Evita discutir sin ton ni son, mejor argumenta
- Rosalina Orocú Mojica (rosalina.orocu@epasa.com)
Peleas de perro y gato no caben en una relación en pareja. La desgastan.
Dialogar, con respeto es otra cosa.
Exponer sus puntos de vista, bien argumentados, permite que la otra persona se coloque en tu lugar y te comprenda. O al menos lo intente.
Pero, si así, a la ligera, uno de los dos pretende que el otro acepte, con la boca cerrada, no es justo. A menos que sea que él o ella “lo cogió con la mano en la masa” y claro, sería mucho irrespeto a la pareja esperar que acepte excusas endebles a algo que no tiene perdón. Lo que es más, es casi como creer que tu pareja no tiene dos dedos de frente.
Dialogar implica también, dar la oportunidad al otro de hablar. O sea, esperar turno.
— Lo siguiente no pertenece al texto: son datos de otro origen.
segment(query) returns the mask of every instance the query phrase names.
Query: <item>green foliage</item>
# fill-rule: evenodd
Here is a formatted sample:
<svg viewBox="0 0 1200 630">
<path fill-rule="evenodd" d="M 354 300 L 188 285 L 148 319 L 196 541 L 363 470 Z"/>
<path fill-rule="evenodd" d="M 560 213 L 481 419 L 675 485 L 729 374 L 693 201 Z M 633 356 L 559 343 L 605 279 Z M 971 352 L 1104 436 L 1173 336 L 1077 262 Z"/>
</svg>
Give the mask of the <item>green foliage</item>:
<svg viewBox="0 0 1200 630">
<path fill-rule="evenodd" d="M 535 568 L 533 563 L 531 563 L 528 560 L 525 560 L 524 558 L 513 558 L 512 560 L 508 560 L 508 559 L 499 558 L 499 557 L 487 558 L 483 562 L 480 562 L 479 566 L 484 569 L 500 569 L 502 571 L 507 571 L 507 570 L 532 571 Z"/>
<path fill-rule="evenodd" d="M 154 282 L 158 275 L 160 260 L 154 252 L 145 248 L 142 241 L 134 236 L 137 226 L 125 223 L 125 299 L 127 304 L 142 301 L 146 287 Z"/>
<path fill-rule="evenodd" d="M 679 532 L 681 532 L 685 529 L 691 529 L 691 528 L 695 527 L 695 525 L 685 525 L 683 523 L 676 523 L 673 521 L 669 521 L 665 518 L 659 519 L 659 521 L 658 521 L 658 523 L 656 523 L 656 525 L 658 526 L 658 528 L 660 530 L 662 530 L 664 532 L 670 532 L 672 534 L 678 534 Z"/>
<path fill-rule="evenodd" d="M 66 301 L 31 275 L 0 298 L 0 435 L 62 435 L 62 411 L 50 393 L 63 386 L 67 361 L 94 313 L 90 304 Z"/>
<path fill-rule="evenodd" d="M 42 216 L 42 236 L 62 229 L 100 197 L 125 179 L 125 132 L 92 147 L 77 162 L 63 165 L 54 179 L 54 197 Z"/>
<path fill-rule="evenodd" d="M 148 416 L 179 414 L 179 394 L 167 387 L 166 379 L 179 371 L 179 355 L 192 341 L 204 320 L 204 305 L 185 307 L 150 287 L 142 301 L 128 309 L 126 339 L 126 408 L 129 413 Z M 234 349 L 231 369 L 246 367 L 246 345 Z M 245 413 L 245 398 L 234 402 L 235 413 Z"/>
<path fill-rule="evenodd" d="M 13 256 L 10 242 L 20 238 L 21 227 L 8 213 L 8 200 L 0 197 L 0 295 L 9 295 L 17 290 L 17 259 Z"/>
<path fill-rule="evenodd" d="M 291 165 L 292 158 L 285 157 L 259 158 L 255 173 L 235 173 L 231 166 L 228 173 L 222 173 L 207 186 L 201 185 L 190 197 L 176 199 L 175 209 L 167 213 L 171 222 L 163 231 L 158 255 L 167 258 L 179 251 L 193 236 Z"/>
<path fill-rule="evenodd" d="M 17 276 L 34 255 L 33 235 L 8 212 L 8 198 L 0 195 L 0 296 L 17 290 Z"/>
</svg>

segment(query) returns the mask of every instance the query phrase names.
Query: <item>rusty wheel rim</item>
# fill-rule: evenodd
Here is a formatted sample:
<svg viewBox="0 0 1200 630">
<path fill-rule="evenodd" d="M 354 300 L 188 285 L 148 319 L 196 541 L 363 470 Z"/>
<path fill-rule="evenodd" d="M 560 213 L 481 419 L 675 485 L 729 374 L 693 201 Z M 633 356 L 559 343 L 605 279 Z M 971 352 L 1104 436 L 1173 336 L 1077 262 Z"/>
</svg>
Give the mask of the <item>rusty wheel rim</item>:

Las parejas que hacen del diálogo y la negociación su manera de arreglar conflictos tienen más posibilidades de que la relación perdure, pues las que se enfrascan en discusiones donde los ataques verbales y psicológicos abundan van debilitándose. Se pierde el respeto, la confianza y el amor va siendo reemplazado por celos, desconfianza, resentimiento y hasta odio.
Un cuadro triste es el de las relaciones marchitas, donde la pareja es disfuncional y pernocta junta y hasta comparte un lecho, pero no sueños, planes, ni tiempo de calidad.